Now check out this joke fail.  This reporter tells the joke:

So the Dalai Lama walks into a pizza shop, and he says: "Make me one with everything!"

To the Dalai Lama himself.  That's totally funny.  But the joke bombs.  Watch it here.

'Make me one with everything' is amphibolous.  On the one hand, it is a directive about pizzas — one with the works, please!  On the other hand, it is a directive about mystical vision — enlighten me, please!

The funny thing is that the joke fails on both fronts.  First, the joke has to be translated, so it's not going to have the same amphiboly.  Moreover, I'm not convinced that the DL really understands what a pizza is with everything.  But that's not the biggest failure.  Second, the DL, when he hears that he asks to be one with everything, he says, "That's not possible."  (At least, that's what I hear).  Which makes it even funnier, because it's a presentation of the DL's views that the DL doesn't seem to recognize as his own.  Moreover, why would the DL ask someone else to do that for him… isn't he the mystical teacher?

It would be like telling the following joke to Descartes:

So Renee Descartes walks into a bar.  He orders a drink, and the bartender asks him if he wants a fancy umbrella in it. Descartes replies, "I think not!"  And then he disappears.

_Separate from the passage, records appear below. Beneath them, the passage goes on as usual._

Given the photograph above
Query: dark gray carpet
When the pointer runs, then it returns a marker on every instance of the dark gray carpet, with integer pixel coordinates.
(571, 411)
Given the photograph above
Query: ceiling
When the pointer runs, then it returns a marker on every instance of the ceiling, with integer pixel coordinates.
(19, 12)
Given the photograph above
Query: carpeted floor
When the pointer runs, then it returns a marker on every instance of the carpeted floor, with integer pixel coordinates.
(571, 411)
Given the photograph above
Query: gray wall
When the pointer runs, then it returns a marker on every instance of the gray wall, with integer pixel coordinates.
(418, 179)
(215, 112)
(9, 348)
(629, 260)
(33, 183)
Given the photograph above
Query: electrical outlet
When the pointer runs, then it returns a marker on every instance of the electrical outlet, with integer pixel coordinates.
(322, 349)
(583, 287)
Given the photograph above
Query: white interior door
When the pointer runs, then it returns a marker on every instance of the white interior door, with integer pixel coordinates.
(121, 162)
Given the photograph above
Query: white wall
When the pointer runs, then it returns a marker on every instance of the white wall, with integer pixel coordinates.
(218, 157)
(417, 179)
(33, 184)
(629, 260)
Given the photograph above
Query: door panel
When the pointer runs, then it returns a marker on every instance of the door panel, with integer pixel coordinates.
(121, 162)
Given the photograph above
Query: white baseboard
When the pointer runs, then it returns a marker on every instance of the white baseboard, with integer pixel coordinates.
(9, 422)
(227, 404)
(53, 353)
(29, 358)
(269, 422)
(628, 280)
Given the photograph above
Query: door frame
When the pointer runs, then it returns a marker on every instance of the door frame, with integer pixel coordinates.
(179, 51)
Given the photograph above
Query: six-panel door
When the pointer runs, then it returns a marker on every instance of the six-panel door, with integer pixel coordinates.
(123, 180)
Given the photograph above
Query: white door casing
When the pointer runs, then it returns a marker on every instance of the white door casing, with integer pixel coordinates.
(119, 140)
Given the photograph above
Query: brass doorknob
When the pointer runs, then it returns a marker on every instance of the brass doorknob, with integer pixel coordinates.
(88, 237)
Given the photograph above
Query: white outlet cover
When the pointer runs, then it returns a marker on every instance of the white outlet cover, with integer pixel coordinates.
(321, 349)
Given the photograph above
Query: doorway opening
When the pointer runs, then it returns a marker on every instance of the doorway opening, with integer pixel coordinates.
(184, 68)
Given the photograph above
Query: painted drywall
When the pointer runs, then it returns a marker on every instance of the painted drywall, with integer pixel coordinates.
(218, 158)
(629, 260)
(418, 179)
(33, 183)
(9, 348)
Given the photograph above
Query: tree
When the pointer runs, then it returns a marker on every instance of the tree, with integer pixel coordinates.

Descartes' reply would be something like: I don't get it.  I said I know I exist so long as I'm thinking, but my thinking isn't what makes me exist.  You're worse than Hobbes.  Read Meditation II more carefully, moron.

Amphiboly

All the world is logical today, so another meta-post. I wonder if anyone has any examples of amphiboly. Here's a famous example:

"This morning I shot an elephant in my pajamas, how he got there I'll never know. . . "

But maybe I should give a definition. Here, by way of historical edification, is Ockham's:

Circa quam primo sciendum est quod sicut fallacia aequivocationis accidit ex hoc quod alia dictio potest diversimode accipi, ita fallacia amphiboliae accidit ex hoc quod aliqua oratio potest diversimode accipi, absque hoc quod alia dictio primo diversimode accipiatur; ita quod sicut dictio est multiplex, ita tota oratio est multiplex. (Summa Logicae III-4, cap. 5, 2-7, p. 764/5)

He says more (but I can't find an electronic version other than the one above). We all know that equivocation regards single words, Ockham tells us that amphiboly regards ambiguous phrases. I must confess that with all of my fallacy searching in recent years, I can't remember having spotted one in the wild. It would be great if some of you could come up with real or real-life examples of this.